Wednesday, April 2, 2008

How To Make SQL Anywhere Slow

Oh, boy, am I gonna get in trouble with this one... talking about Bad Stuff.

But, sometimes it's good to look at a problem (say, performance) from a different angle. This list actually started as a conversation in the bar, way back in 2001, and I just stumbled on a follow-up email today.

Most of the original points still applied, and with a little cleanup and a few points from the new Capacity Planning whitepaper, here it is... in no particular order...

How To Make SQL Anywhere Slow

  1. Turn AutoCommit on. Or forget to turn it off when using ODBC, ADO.NET, JDBC, PHP, etc.

  2. Use 1K or 16K or 32K pages.

  3. Set ROW_COUNTS to ON so every query gets executed twice.

  4. Set ISOLATION_LEVEL to 2 or 3.

  5. Set MAX_PLANS_CACHED to 0 so there's no access plan caching.

  6. Use SET OPTION instead of SET TEMPORARY OPTION to get all those SYSOPTION changes recorded in the log.

  7. Set OPTIMIZATION_GOAL to First-row for complex queries, especially when your application really wants all the rows (which it probably does, all of the time).

  8. Set PREFETCH to OFF when scrolling through a result set in sequence.

  9. Set PREFETCH to ON or Conditional when doing ABSOLUTE FETCHes randomly in the result set.


  11. Set RECOVERY_TIME to 1 minute to force lots of unnecessary checkpoints.

  12. Set a small cache size.

  13. Put lots of logic in user-defined functions, like SQL statements using many joins and temporary tables.

  14. Call user-defined functions in the WHERE clause.

  15. DROP STATISTICS to make the optimizer stupid; it's DROP OPTIMIZER STATISTICS in Version 5 through 7.

  16. Code DDL in stored procedures to increase the chances of single-threading.

  17. Use base tables as temporary tables to get lots of unnecessary transaction log I/O.

  18. In Version 7 and earlier, create indexes where the first 9 bytes are almost universally the same value.

  19. Run without a transaction log, thus forcing a checkpoint on every single commit.

  20. Put the transaction log mirror on the same physical device as the transaction log, to get twice the I/O without any benefit.

  21. Do joins in the application.

  22. Move WHERE clause logic into the application.

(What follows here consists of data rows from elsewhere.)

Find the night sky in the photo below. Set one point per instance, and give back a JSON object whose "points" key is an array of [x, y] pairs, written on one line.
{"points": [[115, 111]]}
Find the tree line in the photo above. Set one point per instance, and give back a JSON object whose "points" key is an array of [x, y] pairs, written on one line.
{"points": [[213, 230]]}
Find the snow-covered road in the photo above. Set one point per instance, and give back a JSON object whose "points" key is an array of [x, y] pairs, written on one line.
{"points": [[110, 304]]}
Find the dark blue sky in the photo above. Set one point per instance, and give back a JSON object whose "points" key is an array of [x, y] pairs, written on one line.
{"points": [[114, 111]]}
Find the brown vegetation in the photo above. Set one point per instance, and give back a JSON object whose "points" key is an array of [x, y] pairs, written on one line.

  23. Choose inappropriate indexes.

  24. In Version 6 and earlier, don't put indexes on AUTOINCREMENT columns, thus forcing SELECT MAX() after startup.

  25. Leave off primary keys so recovery will be slow.

  26. Try to emulate the query engine by using intermediate tables step-by-step, in procedures and application code.

  27. INSERT rows with missing values, then UPDATE to fill them in, so you get lots and lots of row splits.

  28. Don't use wide fetches when fetching large result sets.

  29. Don't use wide inserts when inserting lots of data.

  30. Use INSERT or INPUT FROM instead of LOAD TABLE when initially populating a database.

  31. Use Java in the database.

  32. Specify redundant CHECK constraints.

  33. PREPARE the same statement over and over again, every single time it's used.

  34. Use jConnect instead of the iAnywhere JDBC driver.

  35. Use Open Client so you can get TDS.

  36. Create convoys on hot rows and pages, say by making thousands of connections use the same rows in the same tables.

  37. Send lots of small requests across a high latency network.

  38. Use a custom key table instead of DEFAULT AUTOINCREMENT so all your inserts are serialized.
Caveat: Almost none of these points describe default behavior. Generally, you have to work really hard to make SQL Anywhere slow... alas, people have been known to work hard.

Plus: Google says "No results found" for "How To Make Oracle Slow", possibly because Oracle runs slow out of the box (zing! :)


tom s. said...

Google now shows one result for "How to Make Oracle Slow". No prizes for guessing where that link goes to though.

Anonymous said...

My favourite is a real application that fetched all rows from the same query about 10,000 times in around 2 minutes. The app could have been rewritten to only fetch these rows once.

Sachin Palewar said...

That's a very nice post. We have an old application written in .NET which uses SQL Anywhere 10. Our application has a poorly written function which executes mulitple queries consisting of joins and this function is called inside a loop.

We need to optimize the function. However I noticed that when we changed over to SQL Anywhere 11, it started taking a lot more time than it took with version 10. We even did an unload and reload to change to ver 11 file format.

Any ideas on why Ver 11 is making a slow code even slower? Thanks.